A bank deploys an ML model that has 92% accuracy overall but 95% on majority group A and 80% on minority group B. The fairness audit reveals lower TPR on group B (good loan applicants from B are rejected at higher rates). What three options does the bank have, and what trade-off does each entail?
What you now know
Fairness has multiple incompatible mathematical definitions. The impossibility theorem (Chouldechova 2017) forbids simultaneously satisfying equalized odds, demographic parity, and predictive parity when base rates differ. Modern practice: choose the criterion that matches the stakes, document explicitly, and mitigate via pre/in/post-processing techniques. Fairness is a socio-technical decision the model designer makes. §9.6 next: causal ML / double ML — using ML to estimate causal effects with valid inference.
References
- Hardt, M., Price, E., Srebro, N. (2016). "Equality of opportunity in supervised learning." NeurIPS. (Equalized odds.)
- Chouldechova, A. (2017). "Fair prediction with disparate impact: A study of bias in recidivism prediction instruments." Big Data 5(2), 153–163. (Impossibility theorem.)

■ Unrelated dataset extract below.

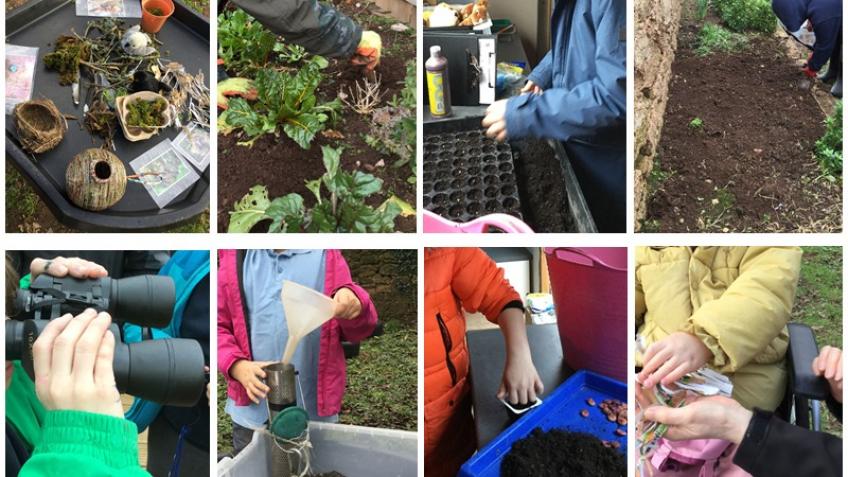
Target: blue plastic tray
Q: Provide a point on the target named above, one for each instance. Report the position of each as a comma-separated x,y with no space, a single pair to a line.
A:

- Kleinberg, J., Mullainathan, S., Raghavan, M. (2016). "Inherent trade-offs in the fair determination of risk scores." arXiv:1609.05807.
- Barocas, S., Hardt, M., Narayanan, A. (2023). Fairness and Machine Learning: Limitations and Opportunities. MIT Press. (Comprehensive modern reference.)
- Mitchell, M., et al. (2019). "Model cards for model reporting." FAccT.